In the CALM randomized trial of patients with disease duration of one year or less, 46% of patients assigned to biomarker-driven tight control achieved mucosal healing without deep ulcers at 48 weeks.

Meta-analyses cited in the review found that anti–tumor necrosis factor (anti-TNF) therapy initiated within three years of diagnosis was associated with reduced abdominal surgery and disease progression. Another analysis defining early biologic therapy as within two years of diagnosis reported higher remission rates.

In a retrospective cohort, biologic initiation within 12 months of diagnosis was associated with higher rates of transmural healing. Transmural healing was linked to lower risks of bowel damage progression (adjusted hazard ratio, 0.28) and CD-related surgery (adjusted hazard ratio, 0.21).

The PROFILE trial enrolled patients shortly after diagnosis (median 12 days) and compared combination infliximab plus immunomodulator therapy with accelerated step-up treatment. Sustained steroid- and surgery-free remission occurred in 67% of patients in the top-down group versus 15% in the step-up group at 48 weeks.

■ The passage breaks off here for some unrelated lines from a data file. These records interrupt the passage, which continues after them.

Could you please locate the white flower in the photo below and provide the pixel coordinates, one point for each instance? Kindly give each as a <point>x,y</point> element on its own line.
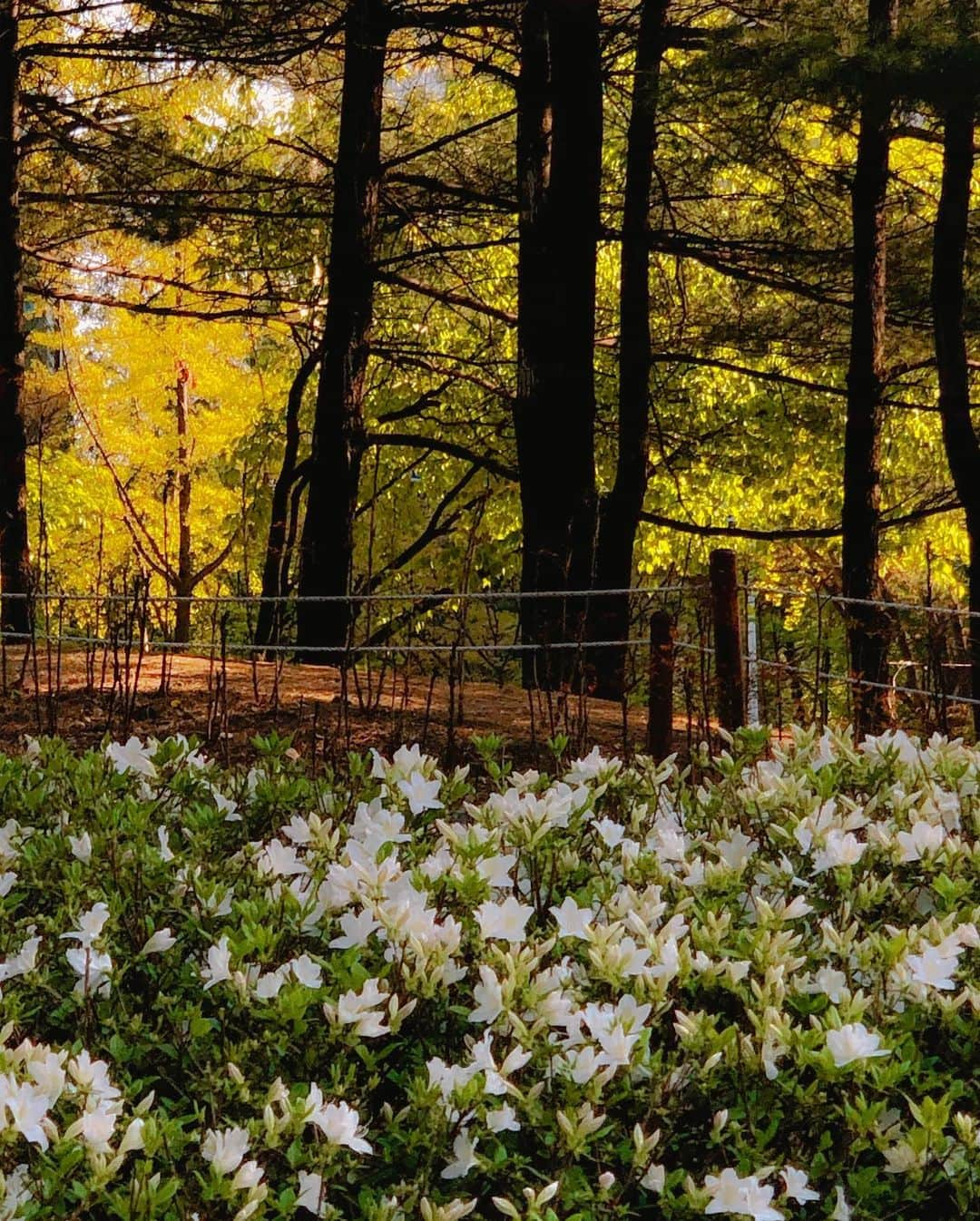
<point>489,997</point>
<point>162,941</point>
<point>854,1041</point>
<point>91,924</point>
<point>360,1010</point>
<point>81,846</point>
<point>830,982</point>
<point>338,1121</point>
<point>162,839</point>
<point>92,969</point>
<point>133,1138</point>
<point>505,921</point>
<point>746,1197</point>
<point>16,1193</point>
<point>839,847</point>
<point>225,1149</point>
<point>572,920</point>
<point>132,757</point>
<point>923,839</point>
<point>219,965</point>
<point>312,1196</point>
<point>420,794</point>
<point>356,929</point>
<point>796,1186</point>
<point>27,1109</point>
<point>307,972</point>
<point>503,1119</point>
<point>933,969</point>
<point>464,1157</point>
<point>94,1128</point>
<point>737,850</point>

In pediatric CD, early anti-TNF therapy was associated with an 82% reduction in the odds of developing fistulizing perianal disease.

Health economic analyses suggested that early biosimilar anti-TNF therapy may be cost-effective, with reductions in hospitalizations and surgeries offsetting drug costs.

Mixed data in UC

In contrast, an individual participant data meta-analysis did not demonstrate a consistent increase in remission rates among patients with shorter disease duration at treatment initiation in UC. Retrospective studies found no clear differences in hospitalization or colectomy rates between early and delayed anti-TNF initiation. Similarly, early vedolizumab initiation (within 30 days of diagnosis) did not significantly reduce nonresponse rates.

The authors suggested these differences may reflect the predominantly mucosal inflammation in UC and its generally less progressive course compared with CD.

“Early effective therapy and treating early in the disease course has consistently been associated with improved outcomes in Crohn’s disease,” the authors wrote, while noting that “the data for early treatment in UC have been more equivocal.”

They concluded that improving outcomes in IBD requires timely recognition, diagnosis, and initiation of appropriate therapy.

The authors reported relevant disclosures in the original publication.